Many of the other ideas offered for managing the flow have been similarly flawed. French President Emmanuel Macron briefly suggested that the EU screen asylum seekers inside Libya to avert the need for them to take to the sea, but he quickly withdrew the idea once it was pointed out that Libya is safe neither for the screeners nor anyone seeking to be screened.

The EU is supporting Libyan coastal forces, arguing that they will curtail smugglers and save lives, but under current circumstances these forces are doing indirectly what the EU is prohibited from doing directly—sending people back to the horrible, lawless conditions of detention. Separate deals with militias who would otherwise be involved in smuggling may be behind the significant drop in boat departures during the summer – normally a peak crossing period – but no one can predict how long that will hold. In the meantime, those who might have escaped remain trapped in a hellish environment.

The EU and its member states have also supported other countries where migrants originate, hoping to shut off the flow at the source. But supporting, for example, border forces like Sudan’s, which have integrated former militias implicated in atrocities such as slaughtering civilians, to stop people from fleeing the brutal dictatorship in Eritrea is wrong on both fronts.

Yet there are steps that the EU should prioritize.

Economic development assistance to countries that are the source of large-scale economic migration to Europe may help, at least in the long term.

Educating would-be migrants about the dangers of traveling through Libya or taking to the sea with smugglers may also help to curtail the flow.

Increasing safe and legal channels into Europe—through more generous refugee resettlement from countries other than Libya, family reunification, and humanitarian, work and study visas—would provide some people with options safer than risking their lives crossing Libya and the Mediterranean. And it would enhance Europe’s response to the global refugee crisis, currently handled mainly by poorer countries.

Still, given the desperation of people fleeing toward Europe, many inevitably will continue to undertake the dangerous journey. Those who make it have a right to a hearing on their claim to stay in EU states, whether by virtue of a need for asylum, family reunification, or humanitarian relief.  
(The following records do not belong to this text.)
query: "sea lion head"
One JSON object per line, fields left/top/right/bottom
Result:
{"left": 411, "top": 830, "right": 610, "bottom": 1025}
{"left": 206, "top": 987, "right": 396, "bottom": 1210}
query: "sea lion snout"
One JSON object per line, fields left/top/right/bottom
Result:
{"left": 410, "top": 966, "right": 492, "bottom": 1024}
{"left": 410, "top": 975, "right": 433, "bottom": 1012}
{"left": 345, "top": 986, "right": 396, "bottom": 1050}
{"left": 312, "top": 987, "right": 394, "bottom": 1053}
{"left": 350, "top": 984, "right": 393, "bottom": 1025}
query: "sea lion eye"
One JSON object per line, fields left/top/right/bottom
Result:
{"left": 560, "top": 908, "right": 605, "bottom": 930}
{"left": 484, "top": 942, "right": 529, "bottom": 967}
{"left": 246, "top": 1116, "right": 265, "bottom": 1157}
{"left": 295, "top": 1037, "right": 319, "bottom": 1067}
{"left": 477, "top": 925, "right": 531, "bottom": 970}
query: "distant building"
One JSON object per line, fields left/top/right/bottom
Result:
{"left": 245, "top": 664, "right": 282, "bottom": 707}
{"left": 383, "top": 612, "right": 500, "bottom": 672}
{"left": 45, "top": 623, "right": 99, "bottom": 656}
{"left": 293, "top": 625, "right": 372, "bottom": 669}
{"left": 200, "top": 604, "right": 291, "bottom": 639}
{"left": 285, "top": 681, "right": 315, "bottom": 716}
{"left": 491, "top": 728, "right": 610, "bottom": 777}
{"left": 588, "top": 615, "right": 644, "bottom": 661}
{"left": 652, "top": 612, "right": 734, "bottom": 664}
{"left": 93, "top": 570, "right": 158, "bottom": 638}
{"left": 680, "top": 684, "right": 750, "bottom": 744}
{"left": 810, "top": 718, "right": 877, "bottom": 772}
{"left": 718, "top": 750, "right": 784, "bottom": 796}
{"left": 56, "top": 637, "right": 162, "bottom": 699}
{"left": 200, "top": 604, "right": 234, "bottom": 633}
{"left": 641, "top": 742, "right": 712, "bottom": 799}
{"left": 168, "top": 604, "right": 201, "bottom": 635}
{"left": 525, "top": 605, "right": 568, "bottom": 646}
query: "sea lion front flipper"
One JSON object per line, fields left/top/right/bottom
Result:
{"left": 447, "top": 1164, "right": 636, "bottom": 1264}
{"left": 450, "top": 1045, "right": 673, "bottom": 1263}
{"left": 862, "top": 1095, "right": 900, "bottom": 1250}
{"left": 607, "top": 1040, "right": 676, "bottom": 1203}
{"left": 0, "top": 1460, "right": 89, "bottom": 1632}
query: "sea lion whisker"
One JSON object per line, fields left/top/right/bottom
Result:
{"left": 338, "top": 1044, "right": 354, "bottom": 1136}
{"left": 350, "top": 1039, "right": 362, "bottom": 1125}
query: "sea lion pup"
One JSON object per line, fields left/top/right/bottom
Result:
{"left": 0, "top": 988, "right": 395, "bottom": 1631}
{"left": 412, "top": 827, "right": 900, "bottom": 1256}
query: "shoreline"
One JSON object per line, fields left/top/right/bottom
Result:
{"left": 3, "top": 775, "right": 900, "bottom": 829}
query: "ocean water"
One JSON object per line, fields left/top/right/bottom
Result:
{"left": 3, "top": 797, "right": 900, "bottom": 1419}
Because of the EU’s Dublin Regulations, which require these claims to be examined where an asylum seeker first arrives, the burden has fallen mainly on Italy and Greece, both overwhelmed by large numbers of migrants and severe economic problems. A binding EU decision to relocate 160,000 asylum seekers to other member states has been carried out by only a few countries, with the result that, as it ended in September, only 9,078 had been relocated from Italy, fewer than the average number of new arrivals there in a single month. 

Revising these outdated rules, while sharing responsibility more evenly among EU governments, would ensure prompter hearings and thus the quicker return to their home countries of migrants who, after fair consideration of their claims, are found ineligible to stay. Those would be key steps for discouraging migrants from attempting the journey without a plausible legal claim to stay in the EU. One starting point would be for other EU countries operating in the Mediterranean to accept Italy’s request to take some rescued migrants to their own ports for processing, not only to Italy.

The EU’s current out-of-sight-out-of-mind policy—trying to barricade even legitimate asylum seekers inside Italy or Greece—is guaranteed to aggravate the human hardship. The undeniable strain on these two countries, and the political and social tension that it fuels, could be minimized if responsibility were shared across more countries.

None of these steps would be a panacea. Complex problems do not admit simple solutions. Yet a response guided by human rights principles—as well as greater cooperation and compassion—would ensure that the EU stays true to its founding principles as it grapples with the latest challenge to its borders.